Ne parlons plus d’objets virtuels mais d’objets numériques

Je rebondis tardivement sur un excellent article publié par +8* sur le v-business : Is Virtual Real?. L’auteur remet ainsi les pendules à l’heure sur le caractère virtuel des biens ou services que l’on peut acquérir dans un jeu ou un univers virtuel : Une arme dans WoW ou une fringue dans Second Life n’est pas plus virtuelle qu’une sonnerie ou un fond d’écran pour téléphone portable. Il est vrai que l’opinion publique s’insurge des dépenses pour des objets virtuels (qui ne représentent soi-disant rien) mais tolère les vendeurs de fonds d’écrans semi-pornographiques qui s’affichent dans la presse grand public. Pourtant au final il ne s’agit que de 0 et de 1.

L’auteur fait ainsi remarqué que les biens virtuels sont en fait des biens numériques au même titre qu’une chanson achetée sur iTunes ou un film acheté en pay-per-view. En poussant la réflexion un peu plus loin, nous pourrions dire que les biens virtuels remplissent la même fonction que certaines prestations comme le restaurant ou les vacances : ils permettent de passer un bon moment mais ne laisse aucune trace physique (que des souvenirs).

Ce point de vue est radical mais on ne peut plus vrai. autre exemple utilisé fort justement par l’auteur : Quand vous achetez un CD ou un DVD, vous possédez un support physique mais pas forcément le droit de libre utilisation de son contenu qui est limité à un usage personnel (impossible de faire une projection dans un lieu publique). Et vlan !

Cette réflexion tombe à point car les chiffres du v-business n’ont jamais été aussi bons : Ils sont évalués à 1,3 milliards de $ aux US pour l’année 2010 (Social Game Revenues To Hit $1.3B In 2010) et à plus de 5,6 milliards de $ en Chine ! D’autant plus qu’une très large partie de ces revenus provient de la vente d’objets virtuels : 90% Of Revenue Comes From Virtual Goods.

Et il en va de même pour la monnaie virtuelle : La valeur réelle d’un billet de banque est de quelques centimes (ce n’est qu’un bout de papier). Vous pourriez me dire que le système bancaire est là pour garantir la valeur suggestive des billets, mais je me permet de vous rappeler que dans certains univers virtuels comme dans Planet Calypso les banques ont des licences officielles et le droit de propriété est juridiquement opposable. Il en résulte des échanges économiques d’un montant record (Man spends $330,000 on virtual space station).

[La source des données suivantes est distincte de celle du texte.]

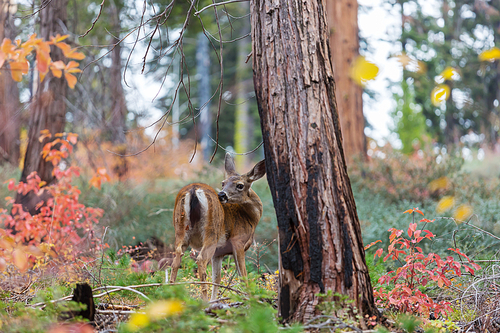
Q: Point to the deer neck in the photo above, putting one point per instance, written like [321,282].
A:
[251,208]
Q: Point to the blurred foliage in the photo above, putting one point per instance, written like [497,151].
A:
[384,187]
[450,45]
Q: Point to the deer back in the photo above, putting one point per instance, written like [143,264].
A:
[198,216]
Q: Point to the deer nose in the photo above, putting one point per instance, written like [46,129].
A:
[222,196]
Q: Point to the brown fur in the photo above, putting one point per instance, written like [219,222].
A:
[228,227]
[203,233]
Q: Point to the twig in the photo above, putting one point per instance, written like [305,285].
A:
[94,21]
[218,4]
[116,288]
[131,288]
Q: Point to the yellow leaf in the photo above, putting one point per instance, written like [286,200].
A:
[421,67]
[463,212]
[445,204]
[490,55]
[20,260]
[438,184]
[72,137]
[44,134]
[71,79]
[137,321]
[18,68]
[439,94]
[403,59]
[450,73]
[363,71]
[163,309]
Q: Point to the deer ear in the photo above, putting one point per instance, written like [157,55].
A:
[258,171]
[229,165]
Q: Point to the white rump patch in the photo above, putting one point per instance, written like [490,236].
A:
[186,206]
[203,199]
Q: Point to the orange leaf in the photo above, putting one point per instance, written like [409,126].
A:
[18,68]
[2,58]
[72,137]
[71,79]
[95,182]
[73,54]
[58,38]
[42,61]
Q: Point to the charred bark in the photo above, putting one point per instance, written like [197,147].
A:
[344,48]
[320,237]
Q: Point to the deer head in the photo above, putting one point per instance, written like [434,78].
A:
[236,187]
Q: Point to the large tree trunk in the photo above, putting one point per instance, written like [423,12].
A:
[320,238]
[48,107]
[344,47]
[9,95]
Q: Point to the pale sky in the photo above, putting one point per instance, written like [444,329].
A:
[379,24]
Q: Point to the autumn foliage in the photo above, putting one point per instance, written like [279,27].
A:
[16,56]
[407,284]
[64,227]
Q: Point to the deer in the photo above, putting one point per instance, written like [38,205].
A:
[217,224]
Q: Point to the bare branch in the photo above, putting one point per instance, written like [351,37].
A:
[215,4]
[95,20]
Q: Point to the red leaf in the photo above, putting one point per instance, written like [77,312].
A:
[378,253]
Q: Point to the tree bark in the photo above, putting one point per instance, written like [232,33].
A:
[344,47]
[118,105]
[9,95]
[319,233]
[243,129]
[48,109]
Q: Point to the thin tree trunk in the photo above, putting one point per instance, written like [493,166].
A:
[242,134]
[320,237]
[117,96]
[9,95]
[48,107]
[344,47]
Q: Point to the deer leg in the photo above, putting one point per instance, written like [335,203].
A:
[239,257]
[204,257]
[179,252]
[216,275]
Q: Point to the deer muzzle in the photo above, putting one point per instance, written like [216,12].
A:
[223,197]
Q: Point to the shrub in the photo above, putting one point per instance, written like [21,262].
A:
[416,270]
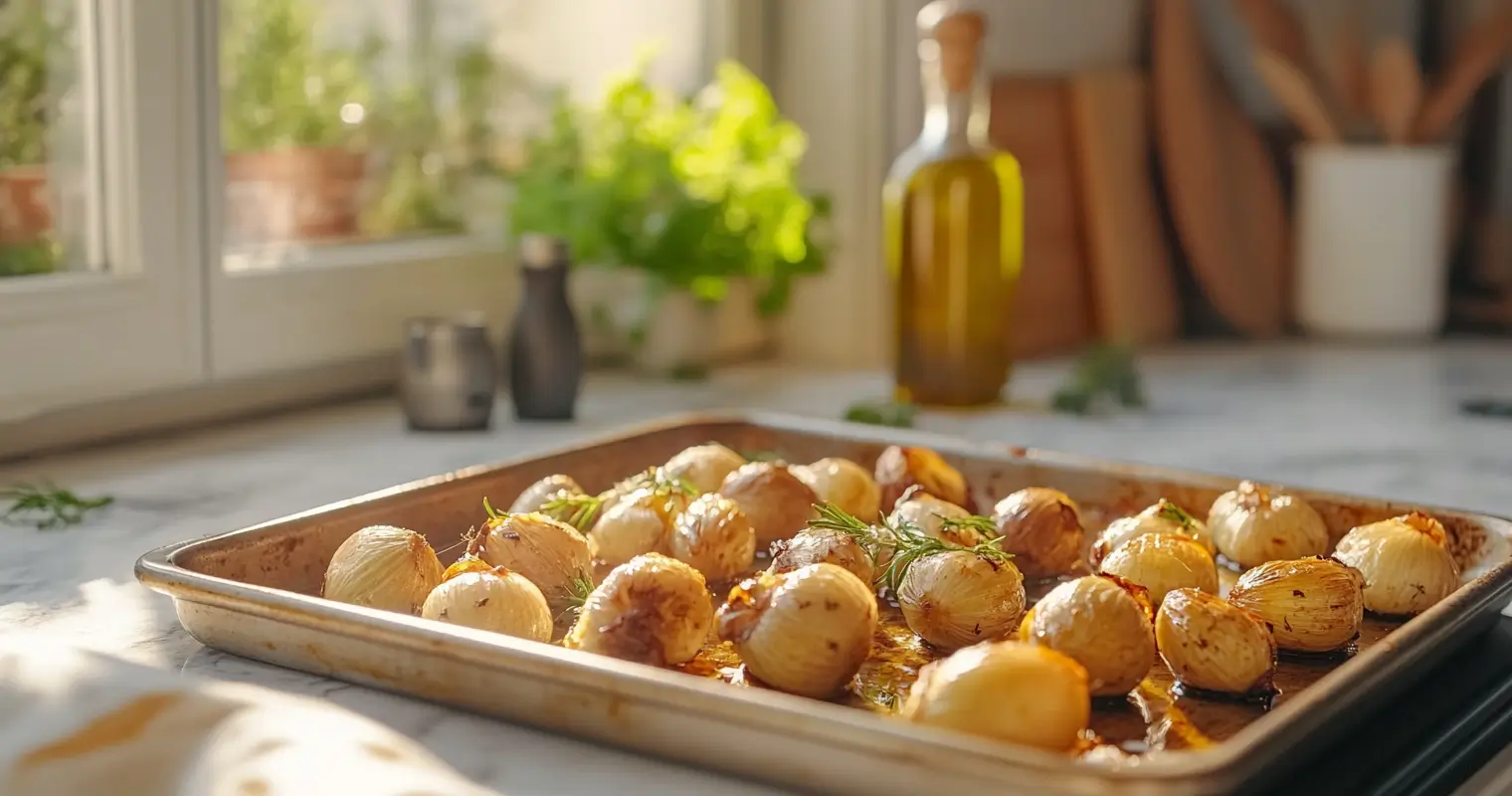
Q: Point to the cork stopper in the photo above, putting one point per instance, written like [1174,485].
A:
[541,250]
[954,35]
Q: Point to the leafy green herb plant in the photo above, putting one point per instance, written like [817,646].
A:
[1102,375]
[695,192]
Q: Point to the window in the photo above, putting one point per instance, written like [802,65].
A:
[362,153]
[46,148]
[220,189]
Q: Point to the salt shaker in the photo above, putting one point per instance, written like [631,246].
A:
[448,375]
[544,347]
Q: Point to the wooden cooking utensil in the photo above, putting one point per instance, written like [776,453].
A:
[1479,55]
[1346,63]
[1396,88]
[1272,25]
[1276,28]
[1133,285]
[1297,96]
[1225,195]
[1051,304]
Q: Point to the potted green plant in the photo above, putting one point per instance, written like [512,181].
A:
[416,186]
[484,85]
[695,197]
[31,43]
[292,118]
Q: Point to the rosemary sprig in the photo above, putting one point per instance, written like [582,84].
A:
[909,545]
[880,413]
[979,525]
[578,590]
[658,480]
[47,507]
[1175,513]
[576,510]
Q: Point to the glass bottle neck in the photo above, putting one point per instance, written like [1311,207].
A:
[953,118]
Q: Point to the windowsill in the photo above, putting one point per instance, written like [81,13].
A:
[273,259]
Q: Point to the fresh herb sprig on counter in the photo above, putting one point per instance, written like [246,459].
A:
[47,507]
[1104,374]
[881,413]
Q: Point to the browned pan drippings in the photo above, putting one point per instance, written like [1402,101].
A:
[292,554]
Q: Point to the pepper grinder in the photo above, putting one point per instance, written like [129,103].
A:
[544,347]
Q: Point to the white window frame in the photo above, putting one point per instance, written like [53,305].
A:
[85,336]
[165,315]
[168,319]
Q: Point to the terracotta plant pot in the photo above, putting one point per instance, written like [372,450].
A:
[25,212]
[293,194]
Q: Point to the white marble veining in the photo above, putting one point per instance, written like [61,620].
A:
[1355,420]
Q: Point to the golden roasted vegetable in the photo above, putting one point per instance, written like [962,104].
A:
[805,631]
[846,485]
[386,568]
[715,537]
[543,493]
[773,498]
[904,470]
[822,546]
[1162,563]
[703,467]
[549,552]
[1308,604]
[1405,562]
[1213,645]
[959,598]
[497,601]
[1162,517]
[1042,530]
[1005,691]
[640,522]
[652,610]
[1253,523]
[1104,624]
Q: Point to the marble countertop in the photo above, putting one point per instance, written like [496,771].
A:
[1369,421]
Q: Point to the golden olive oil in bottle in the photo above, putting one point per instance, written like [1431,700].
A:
[954,226]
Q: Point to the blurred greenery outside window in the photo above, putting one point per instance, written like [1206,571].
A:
[349,121]
[38,72]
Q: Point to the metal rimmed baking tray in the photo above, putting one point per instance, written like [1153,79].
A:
[252,592]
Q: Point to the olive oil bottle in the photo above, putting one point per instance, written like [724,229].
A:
[954,226]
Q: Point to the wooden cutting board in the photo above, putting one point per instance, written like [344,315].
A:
[1133,287]
[1051,313]
[1224,189]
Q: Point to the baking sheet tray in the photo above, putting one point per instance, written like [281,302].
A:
[250,592]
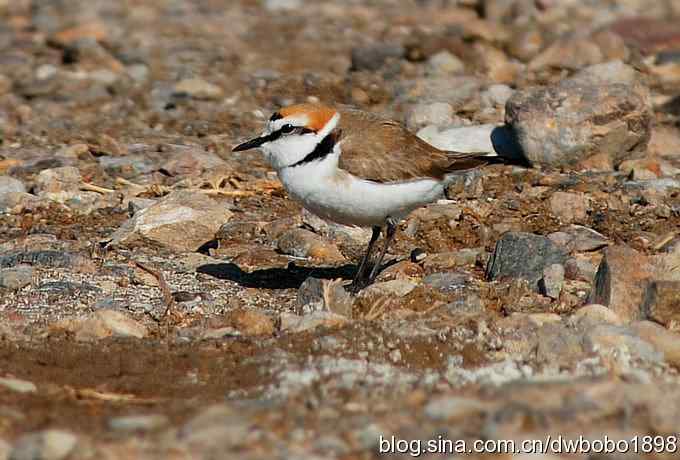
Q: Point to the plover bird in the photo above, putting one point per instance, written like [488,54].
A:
[358,169]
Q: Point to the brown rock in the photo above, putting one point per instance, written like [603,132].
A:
[580,51]
[662,303]
[595,314]
[663,340]
[92,30]
[453,259]
[568,206]
[299,242]
[562,125]
[54,180]
[665,142]
[621,281]
[199,89]
[401,270]
[250,322]
[103,324]
[294,323]
[258,258]
[526,43]
[182,221]
[323,295]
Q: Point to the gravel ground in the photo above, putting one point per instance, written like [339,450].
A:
[161,297]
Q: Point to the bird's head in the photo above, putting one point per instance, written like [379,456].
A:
[294,132]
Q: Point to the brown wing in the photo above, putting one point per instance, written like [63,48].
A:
[383,150]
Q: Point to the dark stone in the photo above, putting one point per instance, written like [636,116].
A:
[373,57]
[524,256]
[446,281]
[48,258]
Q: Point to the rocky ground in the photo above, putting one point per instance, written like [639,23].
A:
[160,297]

Par habitude (et pour ne pas perdre mon référencement naturel), je continuerais à utiliser les termes v-business et biens virtuels mais je pense que les arguments avancés dans l’articles sont très justes. Mais je suis confiant sur le fait que les mentalités vont progressivement évoluer.

5 commentaires sur “Ne parlons plus d’objets virtuels mais d’objets numériques

  1. Merci Frederic pour ton commentaire sur notre article :-)
    C’est tres difficile d’amener les gens au dela de la dualite percue entre « reel » et « virtuel » – nee d’un sentiment de nouveaute – alors que le soi-disant virtuel est certainment symbolique mais tres reel. Maintenant que l’article est ecrit, je gagne du temps pour expliquer. J’espere que ca t’en fera gagner aussi!
    Cheers from Beijing! Benjamin @ +8*

  2. Peut-être faut-il encore affiner.

    Virtuel veut dire « quasi-réel » et s’oppose donc bien à réel dans le cas des mondes virtuels. Cette quasi-réalité est même une des caractéristiques des mondes qui se veulent une prolongation du réel.
    Les autres v-mondes (de divertissements, ou à motivation lucratives) accepteront plus le terme de numérique (et non digitale qui, en français, veut dire relatif au doigt).

    La différenciation des mondes virtuels se fait par leur substance et par leur relation au réel.

    La comparaison avec le monde de la chanson est mal-venue car le monde virtuel étant une prolongation du réel et y ayant un impact réel et interagissant voire englobant, ce v-monde est donc plus réel que le numérique, et le monde de la chanson. Je pense qu’une bonne comparaison serait l’avènement de la bureaucratie dans notre civilisation. Ce produit de l’écrit fut une autre prolongation virtuel du réel (par la mise en place de l’état civil par exemple qui est, elle-aussi, une représentation au plus prés du réel) qui transcenda l’organisation et la réussite de l’humanité. La même chose se passe avec les mondes virtuels (produit du numérique) qui transcendent elle-aussi depuis quelques temps l’organisation de notre humanité.

    Beaucoup plus reste à dire et à déchiffrer dans les v-mondes.